The principle is essentially based on the phase-change principle. The Calm-SV consists of an evaporator (fits on the CPU), condenser (radiator), two tubes connecting them and a liquid which has a very low boiling point.
Heat from the CPU causes the liquid to evaporate (this is the phase change – from liquid to gas). This creates a pressure differential, which then drives the liquid up the tube to the condenser (radiator). Cooling the liquid removes heat and condenses the gas to liquid, which then flows back to the evaporator (at the CPU), and the cycle continues.
As the PC is powered up, in less than a minute you will see liquid bubbling up to the radiator as the evaporator starts percolating. Powering down the PC, the liquid will continue moving for about 1-2 minutes. If you place your ear right on the evaporator, you will actually hear what sounds like liquid boiling.
The condenser (radiator) must be higher than the evaporator. The unit ships with brackets to mount the radiator on a power supply.
The Evaporator is made of aluminum:
The base is reasonably flat but not polished.
The Condensor (radiator)
is compact – it features a 92 mm fan for cooling. This is an ADDA fan, 35 cfm @ 2050 rpm – very quiet. On the side of the radiator
is a rectangular piece which, I believe, acts as a venturi. The gas exits through a small opening and then expands and cools in the radiator, then returns as cool fluid to the evaporator (at the CPU) continuing the cycle.
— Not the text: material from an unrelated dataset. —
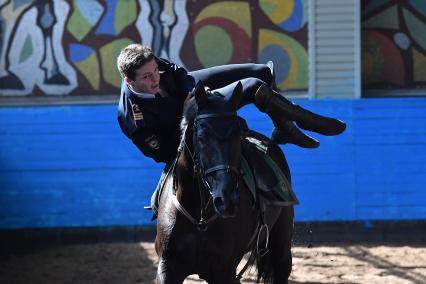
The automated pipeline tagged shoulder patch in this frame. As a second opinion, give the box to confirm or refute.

The Calm-SV ships with parts
to attach the radiator to a PC’s power supply. Note that this will not work in small cases. Mounting brackets are available for AMD and P4 systems. Set-Up Instructions are available at this link.
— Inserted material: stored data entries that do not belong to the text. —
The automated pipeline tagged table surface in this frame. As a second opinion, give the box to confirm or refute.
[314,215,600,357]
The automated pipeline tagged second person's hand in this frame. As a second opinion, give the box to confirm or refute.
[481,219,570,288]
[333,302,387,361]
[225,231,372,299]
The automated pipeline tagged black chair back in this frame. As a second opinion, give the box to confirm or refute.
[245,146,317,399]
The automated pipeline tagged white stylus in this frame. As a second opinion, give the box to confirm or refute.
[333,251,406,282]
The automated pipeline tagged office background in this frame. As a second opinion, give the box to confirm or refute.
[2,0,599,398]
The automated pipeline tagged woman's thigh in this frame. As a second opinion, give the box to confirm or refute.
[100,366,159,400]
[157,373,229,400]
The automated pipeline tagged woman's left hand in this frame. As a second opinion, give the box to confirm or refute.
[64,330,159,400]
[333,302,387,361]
The Calm-SV was first tested on the CPU Die Simulator which gives results that are unaffected by motherboard influences. I then tested it on a Shuttle AK31, modified to read AMD’s on-die diode, as an example of what users might see on their systems.
CPU Die Temp
CPU Back Temp
|XP @ 1467, Shuttle AK31|
¹In-socket thermistor per MBM
C/W = Delta / CPU Watts
Interpreting C/W: For every watt (CPUw) that the CPU
consumes, the HSF will limit the CPU’s temperature rise to (C/W x CPUw)
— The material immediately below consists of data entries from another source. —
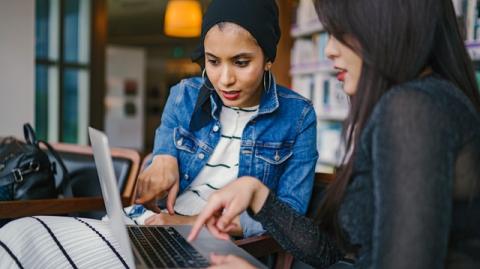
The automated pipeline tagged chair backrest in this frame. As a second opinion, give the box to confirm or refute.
[0,143,140,221]
[49,143,139,200]
[48,143,140,218]
[307,172,335,218]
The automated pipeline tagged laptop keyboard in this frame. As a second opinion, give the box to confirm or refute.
[128,226,210,268]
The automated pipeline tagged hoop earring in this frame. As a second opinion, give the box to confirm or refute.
[268,70,272,90]
[263,70,272,92]
[263,72,267,92]
[202,69,215,91]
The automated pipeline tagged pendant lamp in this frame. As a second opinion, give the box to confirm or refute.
[164,0,202,38]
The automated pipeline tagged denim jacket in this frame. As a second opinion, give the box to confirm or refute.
[152,76,318,237]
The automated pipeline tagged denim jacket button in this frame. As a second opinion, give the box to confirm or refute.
[177,138,183,146]
[212,125,220,132]
[184,174,189,180]
[198,153,205,160]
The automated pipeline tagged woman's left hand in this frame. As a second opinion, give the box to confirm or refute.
[208,253,257,269]
[145,213,197,225]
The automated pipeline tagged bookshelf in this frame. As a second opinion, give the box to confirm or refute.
[291,21,324,38]
[455,0,480,83]
[466,41,480,61]
[290,60,334,75]
[290,0,349,173]
[454,0,480,41]
[290,0,480,174]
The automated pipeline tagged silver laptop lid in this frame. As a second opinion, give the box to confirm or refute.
[88,127,135,268]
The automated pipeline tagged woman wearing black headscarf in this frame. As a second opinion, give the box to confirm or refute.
[133,0,318,239]
[0,0,319,267]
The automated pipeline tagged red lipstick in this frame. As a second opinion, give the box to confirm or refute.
[221,90,240,100]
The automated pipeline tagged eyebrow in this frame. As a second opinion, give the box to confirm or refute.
[205,52,255,59]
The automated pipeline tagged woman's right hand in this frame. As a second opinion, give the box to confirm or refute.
[135,155,179,214]
[188,176,270,241]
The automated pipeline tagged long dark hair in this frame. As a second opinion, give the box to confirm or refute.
[314,0,480,250]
plus the temperature at the HSF’s fan inlet. For example, at an ambient temp of 25 C, a C/W of 0.25 with a CPU radiating 50 watts means that CPU temp will increase 50 x 0.25 = 12.5 C over ambient temp, or 37.5 C. The lower the C/W, the better.
Die Simulator results place the Calm-SV System in the lower ranks of liquid cooled systems (Heatsink Ranking).
These results are not overwhelming. I believe there is a fundamental problem with a system such as this:
In order for this system to work, there must be a pressure differential to drive the liquid through the system – this makes up for the lack of a pump. As such, the system will not work if it’s too cool. As C-System states:
“The fan’s capacity is 36 cfm, if you would like to change this to a higher cfm fan, it could happen that the cooler will not operate. This cooler is an automatic-circulation-type driven by the difference of pressure, so if a high cfm fan is used in cooling, trouble will be caused between the difference of the pressure, which will cause a disruption in the flow of refrigerant…“
So there you have it – for Calm-SV to function, it has to run at a temperature hot enough to maintain a pressure differential. In fact, if you place your ear over the evaporator, you can literally hear the liquid boiling. If it does not boil, it does not work.
No such thing as a free lunch – the Calm-SV is a low noise CPU cooling solution, but then so are a number of aircooled heatsinks. Maybe performance will improve, but as tested, at best it’s for “normal” cooling.